Ben Matematik özürlüyüm. Fakat yukarıdaki istatistiğe bakarsak bu özürden Türkiye’de baya nasibini almış görünüyor. Eğitimimiz SOS veriyor. Matematik ise eğitim sistemimiz içerisinde en altlarda yaşam mücadelesi veriyor. Derdim bu dersi öğrenemediğimizdir. Bildiğim kadarıyla bu ders ortaokullarda haftada 4 saat iken 5 saate, liselerde ise 6 saate çıkarılmıştır. Öğrenci ilave olarak okullarda açılan yetiştirme kurslarına katılıyor, etüt merkezlerine gidiyor, özel ders alıyor. Aldığı yardımcı kaynağın haddi hesabı yok. Sonuç, sıfır elde var sıfır idi eskiden.  Şimdi eksiye doğru gidiyoruz. Hem de tam gaz  geri vitesle.

Ben burada en düşük net ortalaması olarak Matematiği konu edindim. Diğer derslerimizde de durum pek  iç açıcı değil. Sorunu çözmek için isterseniz tüm dersleri kaldıralım yerine hep Matematiği koyalım. Sonucun değişeceğine ihtimal vermiyorum. O zaman çözümü nerede arayacağız?

Matematik özürlü birisi olarak bu dersle ilgili öneride bulunmayı kendimi yeterli görmem. Fakat  bu ülkede herkes bilmediği ve anlamadığı alanda konuşuyorsa ben de birkaç kelam etmek isterim bu konuda: Bir defa başarının temelinde sevme vardır. Öğrenci bir dersi sevmezse asla o dersten başarılı olamaz. Ders saatlerinin  artırılmasına ve  takviye derslere rağmen hala mesafe alınamıyorsa bu dersin müfredatı ağırdır, hafifletilmesi gerekir. Konular -gelişmişlik seviyesine göre- öğrencilerin seviyesinin üzerinde olabilir. Öğretmen öğrencinin seviyesine inemiyor olabilir. Bir yılda öğrenilecek konu sayısı fazla olduğundan tam öğrenilmeden ve hazmedilmeden diğer konuya geçilmiş olabilir. Teori olarak öğrenilen bu dersin pratiğe dönüştürülmemesi de öğrenme eksikliklerinden biri  sayılabilir. Öğrendiği konuların günlük hayatta nerelerde kullanılacağını bilmemesi öğrenciyi dersten uzaklaştırabilir. Öğrencinin sayısal zeka olmaması, öğretmenin  dersi zorlaştırarak öğrencinin özel ders almasına zemin hazırlaması, öğretmen sirkülasyonunun çok olması ve öğrencinin iyi bir temel almaması… gibi nedenler sayılabilir. 
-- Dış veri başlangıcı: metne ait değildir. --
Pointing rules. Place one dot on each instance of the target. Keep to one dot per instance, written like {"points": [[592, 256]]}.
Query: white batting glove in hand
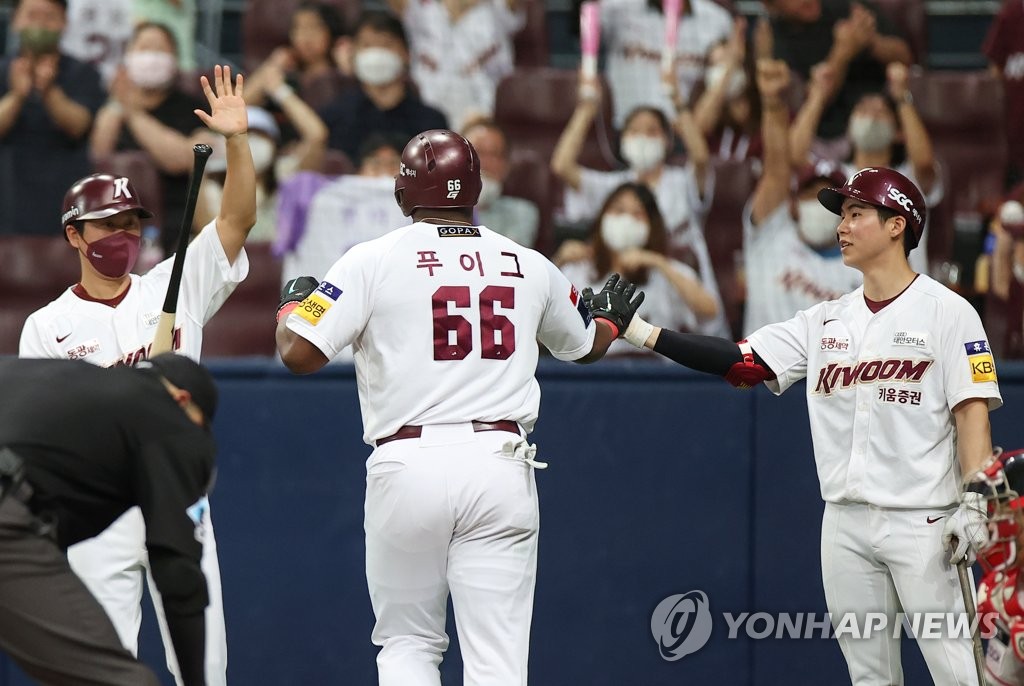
{"points": [[638, 332], [968, 526]]}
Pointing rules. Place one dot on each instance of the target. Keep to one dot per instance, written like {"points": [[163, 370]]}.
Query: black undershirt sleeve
{"points": [[702, 353]]}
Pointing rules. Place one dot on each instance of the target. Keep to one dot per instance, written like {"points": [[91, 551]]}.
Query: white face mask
{"points": [[151, 69], [817, 225], [378, 67], [623, 231], [871, 135], [491, 189], [643, 153], [737, 82]]}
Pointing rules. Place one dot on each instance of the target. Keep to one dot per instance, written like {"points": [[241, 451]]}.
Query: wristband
{"points": [[287, 308], [638, 332], [282, 92], [609, 324]]}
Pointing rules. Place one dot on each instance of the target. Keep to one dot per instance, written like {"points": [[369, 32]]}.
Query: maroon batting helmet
{"points": [[100, 196], [882, 187], [439, 169]]}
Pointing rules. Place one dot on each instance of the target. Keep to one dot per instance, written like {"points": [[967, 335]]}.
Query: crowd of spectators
{"points": [[796, 98]]}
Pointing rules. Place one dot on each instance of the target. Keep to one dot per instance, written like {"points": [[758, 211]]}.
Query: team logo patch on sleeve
{"points": [[580, 305], [330, 290], [980, 358]]}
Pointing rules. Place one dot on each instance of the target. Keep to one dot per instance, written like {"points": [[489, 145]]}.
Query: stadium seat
{"points": [[734, 182], [245, 326], [911, 19], [265, 25], [34, 270], [138, 167], [532, 105], [530, 177], [965, 115], [531, 48]]}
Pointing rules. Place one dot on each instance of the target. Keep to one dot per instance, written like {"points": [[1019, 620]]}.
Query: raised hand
{"points": [[227, 106], [616, 302]]}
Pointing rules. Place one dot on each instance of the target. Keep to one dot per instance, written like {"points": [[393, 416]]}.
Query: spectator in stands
{"points": [[1005, 49], [885, 130], [853, 37], [515, 217], [628, 237], [179, 16], [306, 63], [683, 193], [47, 103], [461, 50], [383, 102], [147, 111], [97, 33], [728, 111], [634, 36], [792, 259], [273, 163]]}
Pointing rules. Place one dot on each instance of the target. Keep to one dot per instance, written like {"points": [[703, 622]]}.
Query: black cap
{"points": [[186, 375]]}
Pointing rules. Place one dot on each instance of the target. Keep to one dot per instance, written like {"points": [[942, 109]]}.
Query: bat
{"points": [[590, 37], [162, 341], [672, 9], [969, 602]]}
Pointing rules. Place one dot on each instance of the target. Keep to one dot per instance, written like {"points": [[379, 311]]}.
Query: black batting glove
{"points": [[616, 302], [295, 291]]}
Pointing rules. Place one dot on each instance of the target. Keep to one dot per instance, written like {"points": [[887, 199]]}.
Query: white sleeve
{"points": [[968, 367], [32, 343], [783, 347], [566, 329], [337, 311]]}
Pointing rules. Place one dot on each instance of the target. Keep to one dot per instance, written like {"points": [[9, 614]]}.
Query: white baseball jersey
{"points": [[881, 389], [784, 274], [458, 66], [634, 37], [662, 301], [343, 213], [74, 328], [443, 322], [682, 208], [919, 256]]}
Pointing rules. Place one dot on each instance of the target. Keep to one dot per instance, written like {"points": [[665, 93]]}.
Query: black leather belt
{"points": [[410, 431]]}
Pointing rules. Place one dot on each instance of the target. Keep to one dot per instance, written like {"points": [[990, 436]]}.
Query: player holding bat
{"points": [[110, 318]]}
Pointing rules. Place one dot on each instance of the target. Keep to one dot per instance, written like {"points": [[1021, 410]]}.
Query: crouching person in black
{"points": [[79, 445]]}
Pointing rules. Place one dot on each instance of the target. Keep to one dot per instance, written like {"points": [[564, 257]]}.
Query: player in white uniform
{"points": [[110, 317], [899, 384], [444, 317]]}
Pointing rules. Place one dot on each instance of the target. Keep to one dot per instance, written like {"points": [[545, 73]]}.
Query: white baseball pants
{"points": [[113, 565], [883, 560], [448, 513]]}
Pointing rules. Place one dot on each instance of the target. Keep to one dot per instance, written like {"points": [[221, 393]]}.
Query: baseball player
{"points": [[139, 444], [999, 593], [443, 317], [899, 384], [110, 317]]}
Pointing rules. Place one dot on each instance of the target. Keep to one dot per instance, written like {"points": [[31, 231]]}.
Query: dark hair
{"points": [[375, 141], [384, 23], [657, 239], [143, 26], [328, 14], [885, 214]]}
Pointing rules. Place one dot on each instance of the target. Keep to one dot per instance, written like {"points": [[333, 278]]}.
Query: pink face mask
{"points": [[114, 256]]}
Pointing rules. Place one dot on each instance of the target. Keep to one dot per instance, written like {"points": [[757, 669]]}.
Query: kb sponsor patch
{"points": [[459, 231], [980, 358], [313, 308]]}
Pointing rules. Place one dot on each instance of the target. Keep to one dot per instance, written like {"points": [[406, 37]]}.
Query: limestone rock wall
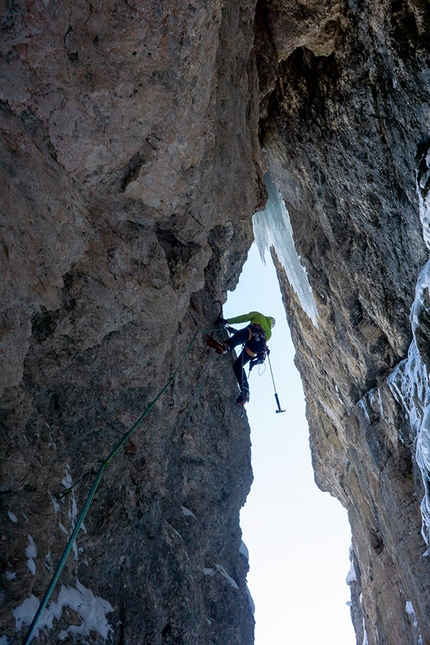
{"points": [[130, 171], [345, 109], [131, 165]]}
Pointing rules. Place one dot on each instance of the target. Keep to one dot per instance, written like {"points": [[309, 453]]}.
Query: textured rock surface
{"points": [[130, 171], [342, 128], [131, 167]]}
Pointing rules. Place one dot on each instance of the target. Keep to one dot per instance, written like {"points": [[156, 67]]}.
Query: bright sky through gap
{"points": [[298, 537]]}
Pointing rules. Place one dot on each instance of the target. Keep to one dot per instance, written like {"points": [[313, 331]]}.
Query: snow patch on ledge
{"points": [[272, 227], [91, 609]]}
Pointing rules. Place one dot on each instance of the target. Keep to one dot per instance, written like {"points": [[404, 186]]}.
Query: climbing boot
{"points": [[243, 396]]}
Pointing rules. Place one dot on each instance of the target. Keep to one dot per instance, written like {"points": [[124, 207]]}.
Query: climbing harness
{"points": [[99, 474]]}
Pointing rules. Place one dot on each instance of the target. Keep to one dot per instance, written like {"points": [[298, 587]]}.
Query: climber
{"points": [[254, 338]]}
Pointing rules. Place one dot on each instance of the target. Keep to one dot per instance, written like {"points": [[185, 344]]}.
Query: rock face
{"points": [[345, 123], [131, 167], [130, 170]]}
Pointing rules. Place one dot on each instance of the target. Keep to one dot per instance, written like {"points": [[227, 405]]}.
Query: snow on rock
{"points": [[187, 513], [209, 571], [409, 384], [31, 553], [351, 575], [91, 610], [250, 600], [418, 640], [272, 227], [243, 550], [224, 573]]}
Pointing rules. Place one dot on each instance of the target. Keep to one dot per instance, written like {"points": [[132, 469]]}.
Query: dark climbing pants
{"points": [[242, 338]]}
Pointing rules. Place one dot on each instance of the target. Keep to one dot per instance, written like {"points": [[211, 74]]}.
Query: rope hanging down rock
{"points": [[99, 474]]}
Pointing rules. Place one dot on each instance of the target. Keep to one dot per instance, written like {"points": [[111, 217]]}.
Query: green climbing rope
{"points": [[103, 465]]}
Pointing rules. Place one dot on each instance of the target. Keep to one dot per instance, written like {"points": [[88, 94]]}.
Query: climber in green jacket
{"points": [[254, 338]]}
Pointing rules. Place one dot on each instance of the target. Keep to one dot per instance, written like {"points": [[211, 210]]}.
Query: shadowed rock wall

Önemli bir ders olan bu dersten öğrencilerimizin başarılı olması için sorumluluğu olan herkes şapkasını önüne koyup düşünmelidir: MEB’i, öğretmeni, öğrencisi, velisi, yöneticisi…Hiçbir şey aklımıza gelmiyorsa bile bugünkü metotlarımızı değiştirelim yeter. Hani adama: “Şu içkilerden hangisi iyi? Tadına bir bak” demişler ya. Adam ilk şişeden içer içmez: “Şu öbür şişe daha iyi” demiş. “Daha onun tadına bakmadın,  nasıl bildin deyince  adam: “Doğru. Onun tadına bakmadım. Ama hiçbir şey bu içtiğimden daha kötü olmaz” cevabı verir.

Evet! Kullanmadığımız diğer yöntemler daha iyi. Bu metotla bırakın net sayısını yükseltmeyi. Mevcudu korusak daha iyi. Çünkü her geçen gün daha kötüye gidiyoruz.


Zeka bakımından dünya çocuklarının içerisinde en önlerde olan bu ülkenin çocuklarını okullu olduktan sonra bu hale getiren elimizdeki sihirli deynek nedir? İsterseniz araştırmaya buradan başlayalım. Çünkü kimse burnundan kıl aldırmıyor.  27/04/2016

*30/04/2016 günü Anadolu'da Bugün Gazetesinde yayımlanmıştır.